Ce qu'il faut retenir
- Une touriste paraguayenne a été bannie à vie de la fontaine de Trévi à Rome pour s’y être baignée.
- L’exclusion à vie est une mesure exceptionnelle, rarement appliquée dans ce type de cas.
- Les autorités romaines ont rappelé l’importance des règles de préservation des monuments historiques.
- L’incident s’est produit il y a quelques semaines, mais l’annonce a été faite le 29 mai 2026.
Un acte interdit, des conséquences immédiates
La fontaine de Trévi, l’un des monuments les plus emblématiques de Rome, est protégée par des règles strictes visant à préserver son intégrité. Selon BMF - International, la touriste, dont l’identité n’a pas été révélée, a été surprise en train de se baigner dans la fontaine. Cette pratique, formellement interdite, expose les contrevenants à des sanctions administratives, allant de l’amende à l’interdiction d’accès.
Dans ce cas précis, les autorités romaines ont décidé d’une exclusion à vie, une mesure rarement appliquée. « Cette décision vise à rappeler que la fontaine de Trévi n’est pas un lieu de baignade, mais un patrimoine culturel à protéger », a précisé un porte-parole de la mairie de Rome, cité par BMF - International.
Un rappel des règles de préservation
La fontaine de Trévi, construite au XVIIIe siècle, est un symbole de l’histoire et de l’art italien. Chaque année, des millions de visiteurs s’y rendent pour jeter une pièce dans l’eau, une tradition qui contribue à financer des œuvres caritatives. Cependant, les baignades, autrefois tolérées dans certaines circonstances, sont désormais strictement interdites.
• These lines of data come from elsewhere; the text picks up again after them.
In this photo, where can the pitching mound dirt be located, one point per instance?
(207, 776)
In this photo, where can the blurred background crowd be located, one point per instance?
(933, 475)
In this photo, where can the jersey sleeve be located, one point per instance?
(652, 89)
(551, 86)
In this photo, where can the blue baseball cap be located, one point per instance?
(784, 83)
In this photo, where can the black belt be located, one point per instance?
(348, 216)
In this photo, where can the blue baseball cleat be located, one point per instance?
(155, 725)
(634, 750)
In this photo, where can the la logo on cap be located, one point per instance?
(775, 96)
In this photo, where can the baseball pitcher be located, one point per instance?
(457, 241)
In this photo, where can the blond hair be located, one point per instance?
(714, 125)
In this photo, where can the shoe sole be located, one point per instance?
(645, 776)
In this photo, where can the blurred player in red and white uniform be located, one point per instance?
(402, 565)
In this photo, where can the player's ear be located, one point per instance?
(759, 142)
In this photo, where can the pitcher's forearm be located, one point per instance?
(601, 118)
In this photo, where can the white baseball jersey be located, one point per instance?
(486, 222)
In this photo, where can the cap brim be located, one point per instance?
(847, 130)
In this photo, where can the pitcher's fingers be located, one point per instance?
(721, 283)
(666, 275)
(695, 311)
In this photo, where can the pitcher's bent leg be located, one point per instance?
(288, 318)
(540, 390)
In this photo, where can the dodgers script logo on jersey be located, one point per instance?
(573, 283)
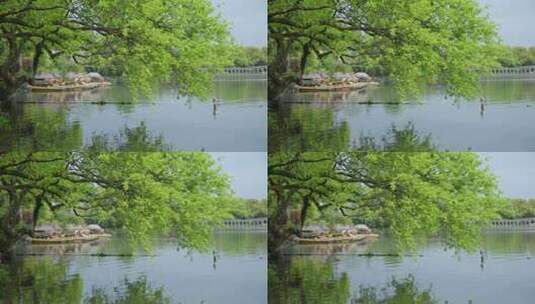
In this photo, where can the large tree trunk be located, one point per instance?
(10, 76)
(278, 70)
(278, 231)
(304, 212)
(10, 229)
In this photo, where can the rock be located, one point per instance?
(73, 230)
(47, 231)
(71, 76)
(311, 79)
(363, 229)
(312, 231)
(95, 77)
(95, 229)
(361, 76)
(45, 79)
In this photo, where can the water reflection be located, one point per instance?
(315, 128)
(63, 121)
(500, 272)
(500, 120)
(49, 281)
(313, 281)
(234, 270)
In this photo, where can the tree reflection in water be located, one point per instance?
(314, 281)
(49, 281)
(402, 291)
(314, 128)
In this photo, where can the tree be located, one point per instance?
(146, 193)
(145, 41)
(452, 194)
(411, 41)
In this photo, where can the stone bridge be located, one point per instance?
(246, 224)
(516, 224)
(523, 72)
(243, 73)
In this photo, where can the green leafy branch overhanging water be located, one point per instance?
(140, 42)
(145, 194)
(408, 41)
(451, 194)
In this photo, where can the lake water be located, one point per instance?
(68, 275)
(343, 120)
(108, 119)
(338, 275)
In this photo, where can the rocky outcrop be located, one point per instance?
(70, 78)
(95, 229)
(51, 231)
(319, 79)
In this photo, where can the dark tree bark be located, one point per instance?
(10, 78)
(278, 226)
(11, 222)
(278, 70)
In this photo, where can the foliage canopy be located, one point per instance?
(410, 41)
(144, 193)
(146, 42)
(452, 194)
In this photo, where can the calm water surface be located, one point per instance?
(107, 119)
(339, 121)
(337, 275)
(238, 274)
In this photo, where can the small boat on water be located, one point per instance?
(338, 87)
(73, 239)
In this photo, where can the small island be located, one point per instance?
(53, 82)
(322, 82)
(55, 234)
(318, 234)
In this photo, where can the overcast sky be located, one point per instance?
(515, 19)
(248, 171)
(248, 19)
(516, 172)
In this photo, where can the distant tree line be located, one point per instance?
(519, 208)
(519, 56)
(251, 56)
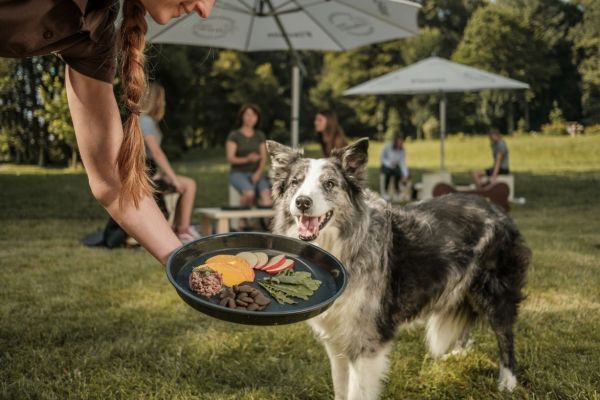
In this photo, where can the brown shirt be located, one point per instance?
(82, 32)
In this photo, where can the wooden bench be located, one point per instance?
(222, 217)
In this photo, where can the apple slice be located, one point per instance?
(250, 258)
(287, 264)
(262, 258)
(274, 262)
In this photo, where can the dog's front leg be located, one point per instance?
(367, 373)
(339, 371)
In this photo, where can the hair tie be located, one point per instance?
(135, 111)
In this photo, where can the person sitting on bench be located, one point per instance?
(393, 165)
(153, 110)
(246, 151)
(500, 157)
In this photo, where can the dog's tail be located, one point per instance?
(444, 328)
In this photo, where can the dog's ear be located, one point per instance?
(354, 159)
(281, 159)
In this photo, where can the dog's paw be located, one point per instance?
(507, 380)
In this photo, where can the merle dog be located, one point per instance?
(446, 261)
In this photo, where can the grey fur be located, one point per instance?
(447, 261)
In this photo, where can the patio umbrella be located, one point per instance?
(435, 75)
(266, 25)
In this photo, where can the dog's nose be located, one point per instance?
(303, 203)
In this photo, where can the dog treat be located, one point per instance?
(205, 281)
(244, 297)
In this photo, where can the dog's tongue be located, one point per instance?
(308, 226)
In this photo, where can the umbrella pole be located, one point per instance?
(442, 130)
(295, 104)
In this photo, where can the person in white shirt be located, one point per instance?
(393, 164)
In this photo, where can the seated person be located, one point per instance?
(500, 157)
(393, 165)
(153, 110)
(247, 153)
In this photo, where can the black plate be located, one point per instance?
(322, 265)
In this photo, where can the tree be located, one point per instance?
(56, 116)
(449, 18)
(502, 39)
(586, 37)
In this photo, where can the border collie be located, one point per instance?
(445, 261)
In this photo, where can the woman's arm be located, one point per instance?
(99, 134)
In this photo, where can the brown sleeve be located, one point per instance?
(95, 56)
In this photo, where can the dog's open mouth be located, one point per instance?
(310, 226)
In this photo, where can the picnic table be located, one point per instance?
(221, 216)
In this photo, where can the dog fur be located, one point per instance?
(446, 261)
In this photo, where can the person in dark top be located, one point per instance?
(329, 132)
(247, 153)
(153, 111)
(83, 34)
(500, 157)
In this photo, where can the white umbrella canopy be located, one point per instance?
(268, 25)
(435, 75)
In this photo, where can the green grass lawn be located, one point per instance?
(79, 323)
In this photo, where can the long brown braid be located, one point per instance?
(131, 161)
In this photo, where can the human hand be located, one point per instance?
(253, 157)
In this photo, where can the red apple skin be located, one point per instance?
(288, 264)
(274, 262)
(262, 258)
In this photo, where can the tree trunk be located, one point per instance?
(73, 162)
(510, 118)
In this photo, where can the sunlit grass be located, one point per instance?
(91, 323)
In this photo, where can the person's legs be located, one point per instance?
(264, 190)
(185, 205)
(387, 176)
(242, 183)
(397, 175)
(477, 178)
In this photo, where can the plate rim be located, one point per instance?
(258, 314)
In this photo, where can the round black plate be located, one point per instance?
(322, 265)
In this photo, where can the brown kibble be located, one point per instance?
(261, 300)
(245, 289)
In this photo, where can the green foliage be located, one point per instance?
(586, 37)
(557, 124)
(553, 45)
(431, 128)
(81, 323)
(56, 115)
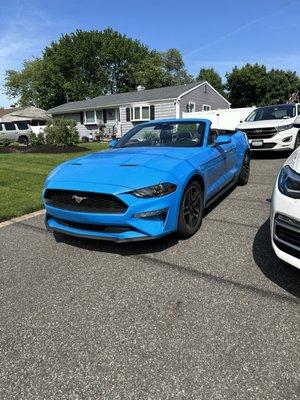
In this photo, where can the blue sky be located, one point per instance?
(220, 33)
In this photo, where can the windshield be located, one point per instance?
(272, 112)
(165, 134)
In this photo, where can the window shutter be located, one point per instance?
(104, 116)
(152, 112)
(128, 114)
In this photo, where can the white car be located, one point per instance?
(15, 131)
(285, 212)
(273, 128)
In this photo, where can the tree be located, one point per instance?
(173, 65)
(163, 69)
(246, 85)
(253, 85)
(86, 64)
(212, 77)
(25, 84)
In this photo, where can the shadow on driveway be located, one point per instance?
(284, 275)
(270, 155)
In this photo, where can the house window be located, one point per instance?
(111, 114)
(99, 115)
(191, 106)
(90, 117)
(140, 113)
(206, 107)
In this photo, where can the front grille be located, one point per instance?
(260, 133)
(84, 201)
(287, 235)
(264, 146)
(96, 228)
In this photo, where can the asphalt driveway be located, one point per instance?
(212, 317)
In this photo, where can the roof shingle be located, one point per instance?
(169, 92)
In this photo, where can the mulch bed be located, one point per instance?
(46, 149)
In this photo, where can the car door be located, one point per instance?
(2, 132)
(230, 150)
(214, 166)
(10, 131)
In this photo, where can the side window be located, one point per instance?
(22, 126)
(9, 126)
(206, 107)
(213, 133)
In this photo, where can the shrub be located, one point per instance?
(36, 140)
(62, 132)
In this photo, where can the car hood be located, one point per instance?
(294, 160)
(128, 168)
(270, 123)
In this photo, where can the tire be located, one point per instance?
(191, 210)
(23, 140)
(297, 142)
(245, 171)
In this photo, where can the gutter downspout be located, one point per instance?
(177, 107)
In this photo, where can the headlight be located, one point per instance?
(289, 182)
(284, 127)
(155, 191)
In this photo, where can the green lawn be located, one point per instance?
(22, 177)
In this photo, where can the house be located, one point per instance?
(118, 113)
(32, 115)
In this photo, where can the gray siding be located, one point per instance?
(165, 110)
(74, 116)
(162, 110)
(86, 129)
(203, 95)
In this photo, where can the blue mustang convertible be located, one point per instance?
(157, 179)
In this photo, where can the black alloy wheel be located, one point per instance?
(191, 210)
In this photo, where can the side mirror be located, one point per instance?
(222, 139)
(112, 143)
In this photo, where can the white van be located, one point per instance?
(15, 131)
(273, 128)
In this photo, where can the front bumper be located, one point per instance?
(285, 227)
(277, 142)
(131, 225)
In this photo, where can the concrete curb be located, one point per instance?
(20, 219)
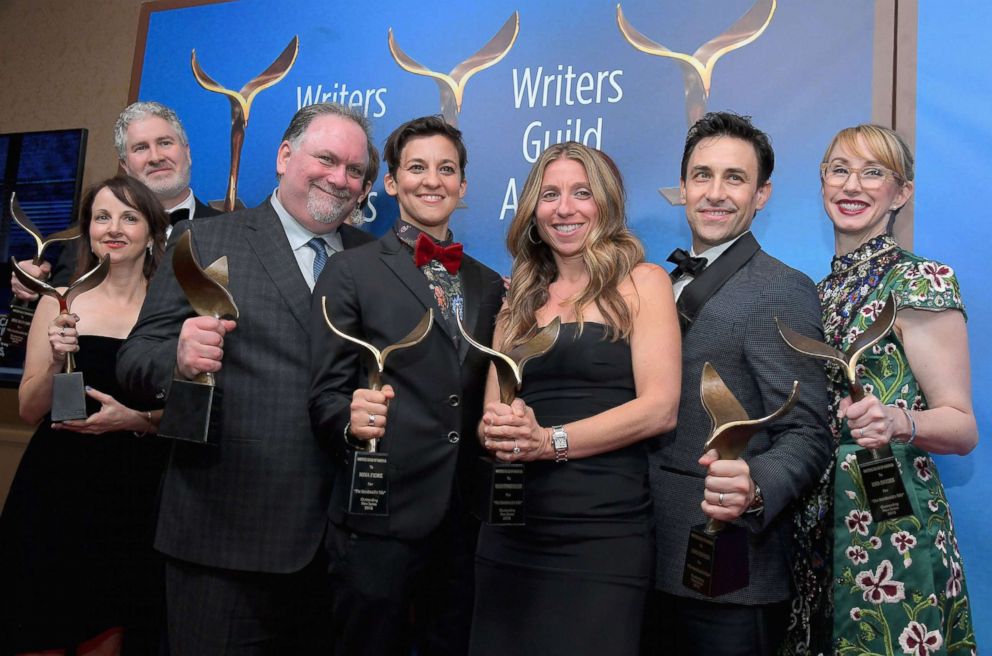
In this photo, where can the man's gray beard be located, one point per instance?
(325, 208)
(169, 189)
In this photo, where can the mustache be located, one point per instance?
(343, 194)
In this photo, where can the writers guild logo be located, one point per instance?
(241, 106)
(697, 68)
(452, 85)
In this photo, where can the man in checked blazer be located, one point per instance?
(242, 523)
(727, 306)
(405, 579)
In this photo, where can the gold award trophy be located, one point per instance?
(502, 501)
(716, 560)
(697, 68)
(21, 311)
(369, 491)
(68, 390)
(884, 489)
(241, 106)
(452, 85)
(192, 410)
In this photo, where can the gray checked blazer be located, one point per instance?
(256, 502)
(735, 331)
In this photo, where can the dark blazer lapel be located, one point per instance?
(268, 240)
(471, 275)
(695, 295)
(400, 262)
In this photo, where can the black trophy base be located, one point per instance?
(192, 413)
(369, 491)
(884, 488)
(68, 397)
(716, 564)
(500, 502)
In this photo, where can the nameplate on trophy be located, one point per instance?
(884, 489)
(369, 492)
(369, 486)
(879, 471)
(717, 557)
(504, 502)
(717, 563)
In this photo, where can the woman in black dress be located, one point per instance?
(574, 579)
(76, 561)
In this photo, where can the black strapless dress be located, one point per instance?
(574, 579)
(76, 555)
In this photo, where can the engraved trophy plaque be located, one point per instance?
(369, 489)
(193, 409)
(502, 499)
(22, 312)
(697, 68)
(241, 107)
(68, 389)
(716, 560)
(884, 488)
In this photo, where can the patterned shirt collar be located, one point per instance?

Les autorités locales justifient cette sévérité par la nécessité de préserver la structure du monument, endommagée par des décennies de fréquentation intensive. « La fontaine de Trévi est un joyau du patrimoine mondial. Chaque acte de négligence ou de dégradation menace sa survie », a expliqué un responsable municipal. Selon BMF - International, cette décision s’inscrit dans une politique plus large de protection des monuments historiques italiens.
Une sanction symbolique, mais rare
L’exclusion à vie est une mesure exceptionnelle, généralement réservée aux cas de récidive ou de dégradations volontaires. Jusqu’à présent, seules quelques personnes avaient été bannies de la fontaine de Trévi, principalement pour des actes de vandalisme ou des comportements violents. Dans le cas de cette touriste paraguayenne, il s’agit de la première exclusion à vie pour une simple baignade.
Les autorités romaines ont précisé que la décision avait été prise après une évaluation au cas par cas, tenant compte de la gravité de l’acte et du contexte. « Nous ne prenons pas cette décision à la légère. Cependant, la protection de notre patrimoine passe avant tout », a souligné le maire de Rome dans un communiqué. Selon BMF - International, cette affaire pourrait inciter les autorités à durcir les contrôles autour de la fontaine.
Cette affaire rappelle que, même dans un pays comme l’Italie, où le tourisme est une ressource majeure, la préservation du patrimoine culturel reste une priorité absolue.
Les autorités romaines ont justifié cette sanction exceptionnelle par la nécessité de protéger la fontaine de Trévi, un monument historique déjà fragilisé. L’exclusion à vie est une mesure dissuasive, rarement appliquée, mais qui vise à rappeler que le site n’est pas un lieu de baignade. Selon BMF - International, cette décision s’inscrit dans une politique plus large de préservation du patrimoine italien.